By reverse-engineering this variant of the C Script file format I was able to to write this decompiler that had a 100% success rate for the scripts that I tested. That is, all the files with .cso and .dso extensions located inside the scriptc folder, which can be obtained by decompressing the cement.rcf file found in the installation directory of the game.

All the source code was written in python3 and tested in a Debian bullseye machine with a python3.8.2 interpreter.

Important Links

Scarface Remastered Project - This Discord server is from a group of people remastering the Scarface game. This decompiler is my contribution to the project, and hopefully it will help modding the game.

Broken Synapse (Github) - The project Broken Face was forked from. The code itself was written from scratch, since I went for a more modular, object-oriented approach, and some file format and decoding specificities are also different, but both the linked article and the code were very helpful resources during the development of Broken Face.

Torque3D source code The concepts of some instructions are not very easy to understand just by their names and the few lines of python code dedicated to them in Broken Synapse. Therefore, it was good to take a look on Torque's source code sometimes to have some insight of how the virtual machine works.

Meth0d's article on Scarface scripts (in portuguese) - This article was really useful for implementing the first steps of the decompiler. Basically the whole parsing stage described in the Flow section below was reverse-engineered by Meth0d and documented there.

Usage

The main script can be found in bin/decompile.

usage: decompile [-h] [--parse-only] [--debug] FILE_NAME [FILE_NAME ...]

positional arguments:
  FILE_NAME     name of the file to be decompiled

optional arguments:
  -h, --help    show this help message and exit
  --parse-only  only parse the file and dump the structures
  --debug       set logging level to DEBUG

Flow

While Broken Synapse is divided in a parsing and a decompilation stages, I opted for a three-stage flow scheme. The first stage is the same: Parsing the script file fields. Then, instead of a single stage for translating the Bytecode directly into text, I implemented a decoding stage that translates the Bytecode into an intermediary structure and a formatting stage that reads this structure and pretty-prints the source code.

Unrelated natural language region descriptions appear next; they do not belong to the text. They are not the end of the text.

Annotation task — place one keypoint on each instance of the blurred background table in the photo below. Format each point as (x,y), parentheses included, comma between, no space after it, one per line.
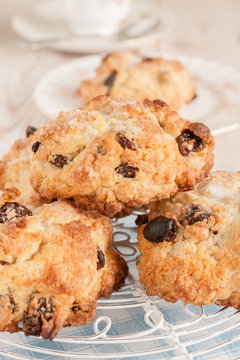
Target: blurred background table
(209,29)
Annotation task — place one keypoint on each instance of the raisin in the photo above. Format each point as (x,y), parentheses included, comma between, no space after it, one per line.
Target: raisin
(101,259)
(59,160)
(196,213)
(141,219)
(126,170)
(125,142)
(160,229)
(30,131)
(35,146)
(109,81)
(189,142)
(14,305)
(76,307)
(39,309)
(11,210)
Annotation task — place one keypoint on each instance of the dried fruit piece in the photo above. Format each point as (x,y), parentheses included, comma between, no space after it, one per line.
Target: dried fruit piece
(195,213)
(126,170)
(35,146)
(109,81)
(14,305)
(125,142)
(76,307)
(160,229)
(30,130)
(60,160)
(101,259)
(11,210)
(189,142)
(40,309)
(141,219)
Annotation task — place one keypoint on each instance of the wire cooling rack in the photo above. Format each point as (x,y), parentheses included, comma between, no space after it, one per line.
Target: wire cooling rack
(133,325)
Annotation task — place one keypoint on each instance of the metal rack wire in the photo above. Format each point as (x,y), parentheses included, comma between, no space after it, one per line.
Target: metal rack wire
(131,324)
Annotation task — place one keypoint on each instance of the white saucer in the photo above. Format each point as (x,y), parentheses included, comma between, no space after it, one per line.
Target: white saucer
(218,91)
(44,22)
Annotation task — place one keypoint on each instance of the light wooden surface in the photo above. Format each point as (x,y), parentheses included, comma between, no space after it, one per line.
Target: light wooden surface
(206,28)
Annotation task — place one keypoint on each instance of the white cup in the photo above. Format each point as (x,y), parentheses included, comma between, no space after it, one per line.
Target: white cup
(87,17)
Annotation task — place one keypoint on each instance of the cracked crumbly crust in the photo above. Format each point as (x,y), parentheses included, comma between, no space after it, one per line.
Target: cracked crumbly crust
(116,154)
(15,174)
(54,265)
(201,266)
(132,76)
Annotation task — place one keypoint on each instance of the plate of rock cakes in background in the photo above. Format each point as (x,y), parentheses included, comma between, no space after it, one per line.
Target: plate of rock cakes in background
(215,101)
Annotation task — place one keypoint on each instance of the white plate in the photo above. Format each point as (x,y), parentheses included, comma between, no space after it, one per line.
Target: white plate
(218,91)
(44,21)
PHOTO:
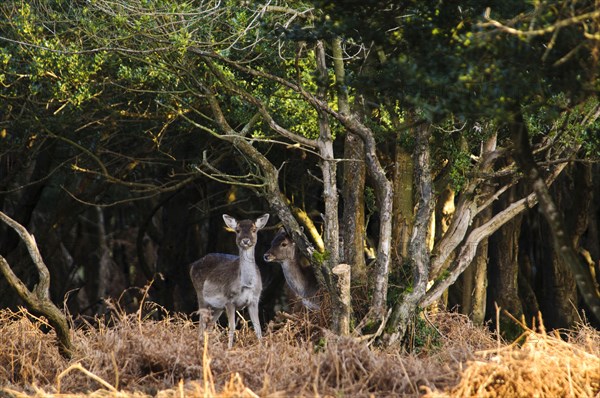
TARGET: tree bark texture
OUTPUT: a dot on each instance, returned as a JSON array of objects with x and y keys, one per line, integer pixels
[
  {"x": 419, "y": 253},
  {"x": 562, "y": 243},
  {"x": 38, "y": 299}
]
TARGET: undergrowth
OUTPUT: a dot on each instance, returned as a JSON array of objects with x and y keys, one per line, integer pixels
[{"x": 136, "y": 356}]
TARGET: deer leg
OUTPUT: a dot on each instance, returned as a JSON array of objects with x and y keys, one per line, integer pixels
[
  {"x": 230, "y": 309},
  {"x": 253, "y": 310},
  {"x": 216, "y": 316}
]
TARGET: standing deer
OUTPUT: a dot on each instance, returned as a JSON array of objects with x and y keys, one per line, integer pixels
[
  {"x": 298, "y": 274},
  {"x": 228, "y": 282}
]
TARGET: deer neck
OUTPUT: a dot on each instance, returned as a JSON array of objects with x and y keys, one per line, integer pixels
[
  {"x": 248, "y": 275},
  {"x": 295, "y": 277}
]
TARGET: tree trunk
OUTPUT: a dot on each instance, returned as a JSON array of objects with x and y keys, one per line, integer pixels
[
  {"x": 504, "y": 270},
  {"x": 562, "y": 244},
  {"x": 38, "y": 299},
  {"x": 475, "y": 277},
  {"x": 330, "y": 195},
  {"x": 404, "y": 205},
  {"x": 353, "y": 193},
  {"x": 419, "y": 253}
]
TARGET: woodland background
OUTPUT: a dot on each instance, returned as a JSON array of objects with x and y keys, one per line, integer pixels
[{"x": 411, "y": 140}]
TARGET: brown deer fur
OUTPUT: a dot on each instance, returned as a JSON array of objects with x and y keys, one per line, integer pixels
[
  {"x": 298, "y": 274},
  {"x": 228, "y": 282}
]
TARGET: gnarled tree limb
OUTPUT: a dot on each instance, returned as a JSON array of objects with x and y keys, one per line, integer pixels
[{"x": 38, "y": 299}]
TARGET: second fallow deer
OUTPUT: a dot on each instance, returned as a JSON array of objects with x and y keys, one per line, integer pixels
[
  {"x": 228, "y": 282},
  {"x": 298, "y": 274}
]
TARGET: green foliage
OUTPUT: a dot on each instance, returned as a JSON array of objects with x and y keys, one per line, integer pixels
[{"x": 424, "y": 337}]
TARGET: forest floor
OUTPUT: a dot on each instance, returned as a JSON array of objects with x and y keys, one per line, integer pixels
[{"x": 136, "y": 356}]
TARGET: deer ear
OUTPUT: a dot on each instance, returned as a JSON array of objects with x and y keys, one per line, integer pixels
[
  {"x": 230, "y": 221},
  {"x": 262, "y": 221}
]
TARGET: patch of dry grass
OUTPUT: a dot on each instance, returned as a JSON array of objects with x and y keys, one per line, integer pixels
[{"x": 140, "y": 357}]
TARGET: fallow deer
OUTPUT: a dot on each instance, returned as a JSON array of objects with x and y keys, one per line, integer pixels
[
  {"x": 228, "y": 282},
  {"x": 297, "y": 272}
]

This intermediary structure is basically a tree of objects representing TorqueScript syntax components (e.g. function declarations, calls, while loops, if and else statements, etc.). The aim is to reduce complexity, as a complex process is now split into a simpler stage for retrieving all elements of the script and another really simple stage for formatting them as text.

Parsing

The parsing stage consists of reading the script file and dumping its substructures into objects like lists and dictionaries. Those substructures are parsed from the fields listed below, in order:

  • Script Version (4-bytes long, little-endian) - Should be the version of Torque being used, but it seems to be always set to 1.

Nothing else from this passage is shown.